Shahid Ahmadzai

Personal information
- Born: 15 November 1988 (age 37) Kandahar, Afghanistan
- Batting: Left-handed
- Bowling: Slow left-arm orthodox
- Role: All-Rounder

International information
- National side: Canada (2017–present);
- ODI debut (cap 96): 8 February 2024 v Nepal
- Last ODI: 10 February 2024 v Nepal
- T20I debut (cap 67): 4 October 2023 v Cayman Islands
- Last T20I: 19 March 2025 v Namibia
- Source: Cricinfo, 10 October 2023

= Shahid Ahmadzai =

Canadian cricketer

Shahid Ahmadzai (born 15 November 1988) is an Afghan-Canadian cricketer who plays for the Canada national cricket team. He debuted for Canada in 2017, having earlier played for the Afghanistan national under-19 cricket team. He made an asylum claim in Canada in 2009 and was granted permanent residency in 2019.

==Early life==
Ahmadzai grew up as a refugee in Peshawar, Pakistan. According to his asylum claim in Canada, his father and older brother were killed in 2002 by relatives associated with the Taliban. After his family returned to Afghanistan, he attended Sayed Noor Mohammad Shah Mina High School in Kabul. He played street cricket from the age of 12 and was selected in the country's under-15, under-17 and under-19 national squads.

==Asylum claim==
Ahmadzai represented the Afghanistan national under-19 cricket team at the 2009 Under-19 Cricket World Cup Qualifier in Toronto. After the tournament's conclusion, he and four teammates refused to return to Afghanistan and sought asylum in Canada. His asylum claim was not heard until 2013 and was initially rejected, but he was allowed to remain in Canada on an open work permit. He completed his high school in Toronto and subsequently worked in factories, retail, plumbing and as an Uber driver. Ahmadzai applied for Canadian permanent residency on three occasions, eventually being granted the status in 2019. His second application was rejected but the decision was overturned by the Federal Court on appeal.

==Career in Canada==
Ahmadzai continued to play recreationally in Toronto after claiming asylum, playing for the Toronto Cricket Academy and the Canadian Cricket Club. In 2017 he made his debut for Canada in the Auty Cup fixture against the United States.
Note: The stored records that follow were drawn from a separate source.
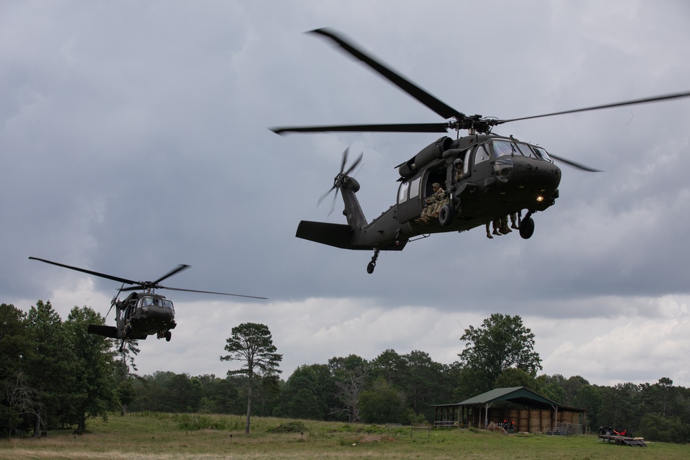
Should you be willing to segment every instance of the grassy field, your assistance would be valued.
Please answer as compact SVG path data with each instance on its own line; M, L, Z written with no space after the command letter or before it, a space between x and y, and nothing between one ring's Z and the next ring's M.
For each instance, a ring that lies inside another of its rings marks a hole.
M90 420L88 433L50 432L39 439L0 441L0 459L635 459L690 458L690 446L649 443L647 448L602 443L595 435L504 435L483 430L414 430L410 427L302 421L304 431L273 432L295 421L252 419L244 434L244 417L171 414L112 414ZM203 427L201 429L197 429Z

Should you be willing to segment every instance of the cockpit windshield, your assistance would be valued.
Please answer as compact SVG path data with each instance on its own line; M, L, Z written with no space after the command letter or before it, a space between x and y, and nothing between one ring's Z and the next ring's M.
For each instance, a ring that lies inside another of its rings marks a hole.
M172 308L172 302L167 299L161 299L160 297L141 297L139 300L139 306L142 307L155 306L157 307L164 307L165 308L174 310Z
M522 142L511 142L500 139L494 139L492 143L493 144L493 152L497 157L506 155L522 155L527 158L537 158L551 161L549 154L541 147Z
In June 2019, he was selected to play for the Edmonton Royals franchise team in the 2019 Global T20 Canada tournament. In September 2019, he was named in Canada's squad for the 2019 Malaysia Cricket World Cup Challenge League A tournament. The following month, he was named in Canada's squad for the 2019–20 Regional Super50 tournament in the West Indies. He made his List A debut on 8 November 2019, for Canada in the 2019–20 Regional Super50 tournament.

In September 2023, he was named in Canada's T20I squad for the 2023 ICC Men's T20 World Cup Americas Qualifier. He made his Twenty20 International debut for Canada on 4 October 2023 against Cayman Islands in the 2023 ICC Men's T20 World Cup Americas Qualifier. He did not bat or bowl on debut.

In February 2024, he was selected to Canada's ODI squad for the series against Nepal. He made his One Day International debut against Nepal on 8 February 2024.